Sunday 1 March 2020

More Brass Beauty

B-Lock II
After last week's fabulous luck with a lock, I decided to move to the other chunk of brass in my collection that has been awaiting an attempt. As I have said before, I am rubbish at solving puzzle locks despite having several Popplocks, all of Shane's Haleslocks and a couple of other of the Feldman family locks. I had absolutely loved the first lock in my collection, the amazing (essential purchase) Danlock which is available now from Dan's son Boaz Feldman and at the Paris IPP had been completely stupefied by the workmanship that had gone into the design and manufacture of the B-Lock version I (also available from Boaz). Thus, when the B-Lock II was released, I absolutely had to contact Boaz to ask about getting a copy for my own collection and to be able to write about. He put me on a waiting list and in November had completed a bunch and sold one to me. I duly admired it (especially the very nice laser inscription on the front and matching cloth bag), dutifully tried to open it as normal with the key (failing, of course!) and then tucked it away until I had some time to properly play.

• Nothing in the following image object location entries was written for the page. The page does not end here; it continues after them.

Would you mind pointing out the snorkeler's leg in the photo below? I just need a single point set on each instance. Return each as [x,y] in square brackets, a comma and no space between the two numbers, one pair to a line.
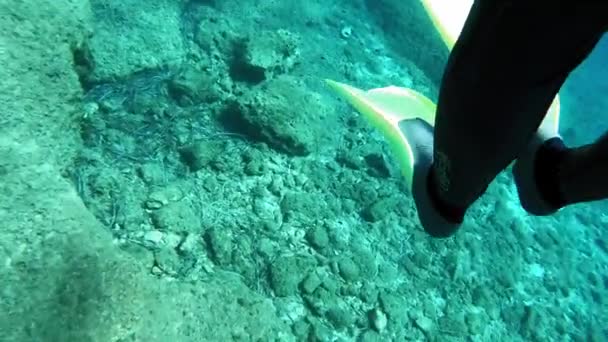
[572,175]
[501,78]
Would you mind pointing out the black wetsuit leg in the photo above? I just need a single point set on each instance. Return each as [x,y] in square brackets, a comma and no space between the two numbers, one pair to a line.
[505,69]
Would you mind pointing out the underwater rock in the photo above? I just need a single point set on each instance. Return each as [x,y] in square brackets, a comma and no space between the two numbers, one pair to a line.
[133,36]
[266,54]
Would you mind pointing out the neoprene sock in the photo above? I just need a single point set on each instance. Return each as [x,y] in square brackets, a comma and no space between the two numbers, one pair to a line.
[451,213]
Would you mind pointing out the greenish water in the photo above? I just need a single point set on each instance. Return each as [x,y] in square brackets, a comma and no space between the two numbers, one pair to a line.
[177,170]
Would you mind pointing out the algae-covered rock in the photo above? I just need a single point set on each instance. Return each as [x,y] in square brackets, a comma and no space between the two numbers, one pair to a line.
[282,112]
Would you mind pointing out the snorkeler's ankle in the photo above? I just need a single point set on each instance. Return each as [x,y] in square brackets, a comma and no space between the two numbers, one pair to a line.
[451,213]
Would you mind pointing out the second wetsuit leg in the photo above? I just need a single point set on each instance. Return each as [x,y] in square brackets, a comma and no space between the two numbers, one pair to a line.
[502,75]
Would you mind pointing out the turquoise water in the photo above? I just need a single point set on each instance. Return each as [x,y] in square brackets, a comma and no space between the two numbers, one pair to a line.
[177,170]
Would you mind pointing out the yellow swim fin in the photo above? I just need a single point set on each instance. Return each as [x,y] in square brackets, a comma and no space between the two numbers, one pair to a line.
[384,108]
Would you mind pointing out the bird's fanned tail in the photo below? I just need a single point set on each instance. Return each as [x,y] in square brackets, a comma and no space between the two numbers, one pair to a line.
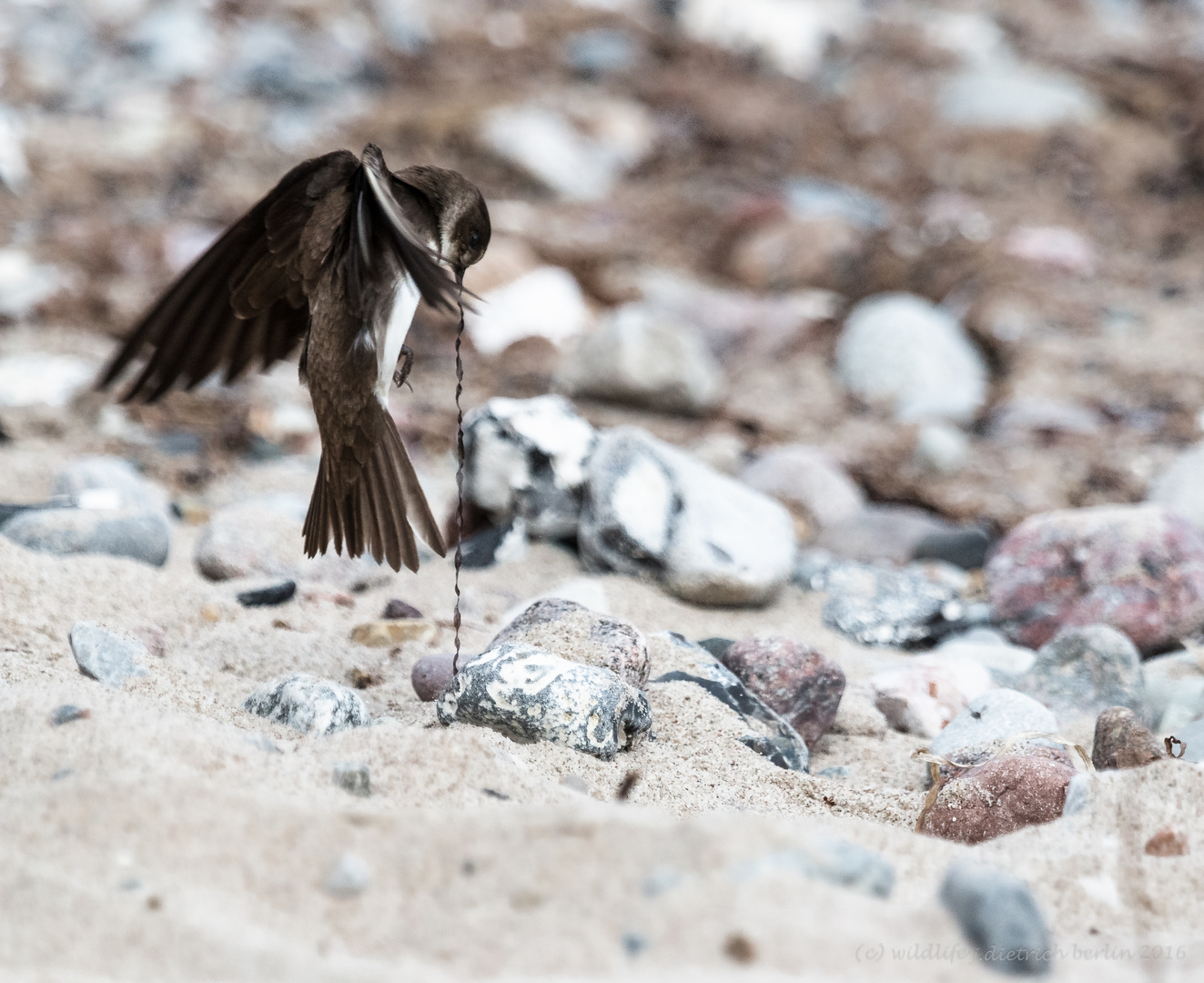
[372,512]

The lock sat next to the Titan lock (discussed last week) and was looked at intermittently every month or so in the hope that something like an idea would spring out at me. The funny thing is that the same thing was tried every time and each time I got nowhere. Remembering the very nice trick in version 1 I had a REALLY close look at the lock but, of course, Boaz would never do the same trick twice.

Having been triumphant with the Titan, I set this as my target for the following week and took it to work. On Tuesday, after a very nice successful Abdominal Aortic Aneurysm repair, I had a little time in the coffee room for a break and the lock came out, much to the amusement of a few nurses, ODPs and consultant colleagues who were also there.

The puzzle is a standard Israeli Nabob padlock and I could see no helpful signs of tampering apart from places where access to the locking pins had been drilled and then refilled. Apart from this and some wiggle/play of the shackle, it looked like a normal lock. The fact that the pins have been drilled always makes me wonder whether unusual things can be done with the key and I tried a "thing" or two. Nope - that didn't work but it did provide a teeny tiny Aha! moment. That's interesting even if it didn't unlock it. What if I do this? AHA! again.

Gotcha! That's really quite clever.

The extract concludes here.